Co-creation stimulates creativity, promotes a sense of shared ownership and excitement, and helps to foster trust. It also pushes us outside of our comfort zones, and mandates that we try to see things from each other’s perspective.
#4: Recognize Power
Catherine’s expertise is in public health, and Katrina’s is in government affairs. In our work to advance public health policies in cities across the country, these complementary strengths help us maximize our effectiveness. In shared leadership, it is critical to recognize that power in another does not diminish our own individual power. We have learned that in delighting in each other’s strengths, we actually burnish our shared credibility, enabling us to celebrate each other’s successes as wins for both the project and for ourselves as a collective unit.
#5: Embrace Differences
The power of co-leadership lies in the full embrace of different lived experiences and perspectives. We have learned that calling out our differences has enabled us to more fully understand each other’s viewpoints and perceptions. In truth, we are still working on this. But by being up front about our different biases, our different backgrounds, and our different standpoints, we are starting to meld our two unique vantage points.

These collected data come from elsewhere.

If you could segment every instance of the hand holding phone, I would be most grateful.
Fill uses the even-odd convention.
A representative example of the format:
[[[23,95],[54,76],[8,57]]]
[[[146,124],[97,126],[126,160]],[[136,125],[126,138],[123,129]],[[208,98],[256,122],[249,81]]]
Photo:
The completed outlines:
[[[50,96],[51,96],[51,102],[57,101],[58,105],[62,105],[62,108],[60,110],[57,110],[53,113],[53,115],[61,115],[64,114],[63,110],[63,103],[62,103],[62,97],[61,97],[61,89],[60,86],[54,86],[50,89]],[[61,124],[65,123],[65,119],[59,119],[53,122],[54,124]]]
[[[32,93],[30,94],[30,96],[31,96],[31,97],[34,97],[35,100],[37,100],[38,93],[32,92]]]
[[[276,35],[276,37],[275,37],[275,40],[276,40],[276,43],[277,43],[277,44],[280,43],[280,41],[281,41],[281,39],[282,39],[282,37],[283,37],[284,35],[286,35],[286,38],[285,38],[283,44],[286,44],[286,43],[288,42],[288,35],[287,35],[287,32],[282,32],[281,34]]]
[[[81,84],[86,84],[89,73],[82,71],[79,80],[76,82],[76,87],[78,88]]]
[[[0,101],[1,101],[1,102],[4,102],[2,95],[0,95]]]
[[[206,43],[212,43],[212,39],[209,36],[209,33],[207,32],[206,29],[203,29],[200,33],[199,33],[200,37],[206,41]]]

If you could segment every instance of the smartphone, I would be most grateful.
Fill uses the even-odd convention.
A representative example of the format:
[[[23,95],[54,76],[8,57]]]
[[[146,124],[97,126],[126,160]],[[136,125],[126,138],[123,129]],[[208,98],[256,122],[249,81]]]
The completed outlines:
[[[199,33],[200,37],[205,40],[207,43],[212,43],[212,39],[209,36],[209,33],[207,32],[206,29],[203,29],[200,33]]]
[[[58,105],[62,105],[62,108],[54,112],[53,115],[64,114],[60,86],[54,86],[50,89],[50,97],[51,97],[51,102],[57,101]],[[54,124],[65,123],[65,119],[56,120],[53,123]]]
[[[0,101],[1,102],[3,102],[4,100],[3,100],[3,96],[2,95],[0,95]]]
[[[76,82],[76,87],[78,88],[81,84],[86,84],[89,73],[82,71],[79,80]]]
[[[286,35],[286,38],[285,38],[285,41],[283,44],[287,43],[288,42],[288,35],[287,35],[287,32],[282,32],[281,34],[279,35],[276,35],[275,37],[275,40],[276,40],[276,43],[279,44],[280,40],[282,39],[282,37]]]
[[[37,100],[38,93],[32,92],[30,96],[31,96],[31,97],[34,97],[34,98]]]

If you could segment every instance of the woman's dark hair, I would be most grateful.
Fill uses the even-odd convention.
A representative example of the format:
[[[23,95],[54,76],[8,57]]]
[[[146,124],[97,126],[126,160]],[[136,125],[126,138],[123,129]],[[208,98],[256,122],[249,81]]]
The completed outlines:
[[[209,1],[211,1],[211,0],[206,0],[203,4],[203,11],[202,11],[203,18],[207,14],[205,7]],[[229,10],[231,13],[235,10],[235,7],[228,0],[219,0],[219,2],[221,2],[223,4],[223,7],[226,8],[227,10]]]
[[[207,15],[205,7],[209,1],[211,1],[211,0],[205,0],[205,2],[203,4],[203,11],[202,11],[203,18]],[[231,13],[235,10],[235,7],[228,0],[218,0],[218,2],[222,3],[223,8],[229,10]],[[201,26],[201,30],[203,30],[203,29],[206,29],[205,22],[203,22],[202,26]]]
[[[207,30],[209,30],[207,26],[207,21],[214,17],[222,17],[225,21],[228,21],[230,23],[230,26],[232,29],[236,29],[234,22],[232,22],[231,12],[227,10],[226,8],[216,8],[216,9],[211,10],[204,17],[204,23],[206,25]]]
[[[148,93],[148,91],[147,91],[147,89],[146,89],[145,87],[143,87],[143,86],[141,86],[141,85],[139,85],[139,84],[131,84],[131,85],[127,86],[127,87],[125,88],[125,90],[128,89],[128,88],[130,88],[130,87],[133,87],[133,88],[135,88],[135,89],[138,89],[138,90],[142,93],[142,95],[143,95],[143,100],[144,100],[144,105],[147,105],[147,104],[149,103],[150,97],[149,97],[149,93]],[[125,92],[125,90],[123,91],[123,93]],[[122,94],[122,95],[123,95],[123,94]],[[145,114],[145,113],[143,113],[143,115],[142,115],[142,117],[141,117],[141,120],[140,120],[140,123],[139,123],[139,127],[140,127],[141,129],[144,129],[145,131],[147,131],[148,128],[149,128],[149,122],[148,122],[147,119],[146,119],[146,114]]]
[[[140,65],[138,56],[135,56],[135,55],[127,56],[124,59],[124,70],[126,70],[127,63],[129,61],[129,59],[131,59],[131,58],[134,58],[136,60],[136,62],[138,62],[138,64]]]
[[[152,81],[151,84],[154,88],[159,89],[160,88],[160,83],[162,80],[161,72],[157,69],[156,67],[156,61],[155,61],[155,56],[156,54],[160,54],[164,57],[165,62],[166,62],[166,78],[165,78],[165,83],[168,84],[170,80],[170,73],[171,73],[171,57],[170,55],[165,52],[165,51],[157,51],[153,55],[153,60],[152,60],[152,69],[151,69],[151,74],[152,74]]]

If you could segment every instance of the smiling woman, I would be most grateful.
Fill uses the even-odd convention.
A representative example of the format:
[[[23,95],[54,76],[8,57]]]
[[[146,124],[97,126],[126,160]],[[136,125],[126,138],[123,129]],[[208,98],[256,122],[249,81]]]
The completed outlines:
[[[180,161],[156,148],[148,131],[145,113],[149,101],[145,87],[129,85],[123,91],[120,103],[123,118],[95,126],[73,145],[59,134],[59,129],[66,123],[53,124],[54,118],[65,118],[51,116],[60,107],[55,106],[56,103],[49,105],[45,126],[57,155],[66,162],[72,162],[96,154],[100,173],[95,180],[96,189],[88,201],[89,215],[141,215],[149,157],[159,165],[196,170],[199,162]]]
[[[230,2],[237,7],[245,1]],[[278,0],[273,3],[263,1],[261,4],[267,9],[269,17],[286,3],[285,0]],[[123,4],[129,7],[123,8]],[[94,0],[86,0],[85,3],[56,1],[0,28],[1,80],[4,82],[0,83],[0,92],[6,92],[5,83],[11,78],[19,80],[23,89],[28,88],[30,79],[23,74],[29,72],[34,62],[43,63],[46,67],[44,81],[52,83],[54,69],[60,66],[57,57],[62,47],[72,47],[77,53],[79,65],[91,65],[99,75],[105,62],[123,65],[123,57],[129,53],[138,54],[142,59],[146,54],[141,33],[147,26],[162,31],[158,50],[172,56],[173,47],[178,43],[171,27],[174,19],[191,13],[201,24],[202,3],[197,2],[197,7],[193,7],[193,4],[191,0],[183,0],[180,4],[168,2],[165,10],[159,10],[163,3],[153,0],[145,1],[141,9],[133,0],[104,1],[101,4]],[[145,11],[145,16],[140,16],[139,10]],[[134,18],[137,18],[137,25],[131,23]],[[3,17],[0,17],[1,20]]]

One area where we have committed ourselves fully is discussing and dissecting the ways in which race shows up in our personal and professional spaces. Given that one of us is a Black woman and one a white woman, we have very different experiences in both our past and present that impact that ways in which we lead and navigate the world. Calling this out has often been hard and uncomfortable. But this work is a necessity, and through it we are gaining a greater perspective and moving closer to a deeper understanding of how we show up for ourselves and each other.
Ultimately our diversity of perspective, lived experience, and insight helps to foster shared learning, encourages collaboration, and invites thoughtful discussion not only between us, but across our team, helping to strengthen the initiative and make us a more dynamic team.
#6 Build Inner Self-Confidence
Co-leading is like riding a tandem bike: If things get even a little unbalanced, it can all go astray. A significant part of co-leadership is having the confidence in and trusting your co-leader to deliver, while also not feeling threatened by the other’s leadership.
If we are honest, this has taken a lot more time. Insecurity is a struggle for many in the workplace, and we’ve had to gain security in who we are and what we know. At times, we have worried that the other was more visible in the organization or seen as leading solely.
Co-leadership is not easy. This first year has taken a lot of effort, extra communication, and opening ourselves up to each other in ways that are rare in the workplace. However, the benefits far outweigh the challenges, and we believe in modeling innovative leadership that is appropriate for the challenges of today’s world.
Co-leadership is a natural extension of our cross-sectoral work. The only way to navigate and ultimately overcome the challenges American cities face is through strong collaboration and coordination among diverse stakeholders. The CityHealth model is inherently collaborative, and the cross-sector nature of our work is unique, marrying the worlds of practical policymaking, public health, government relations, and academic research.
The change we hope to effectuate in the world starts with us, and we are ready to roll up our sleeves, put our brains together, and develop solutions that contribute to the vibrancy, rich diversity, and overall health of our nation’s urban centers. This is the promise and opportunity presented by the co-leadership model, and we look forward to continuing the work.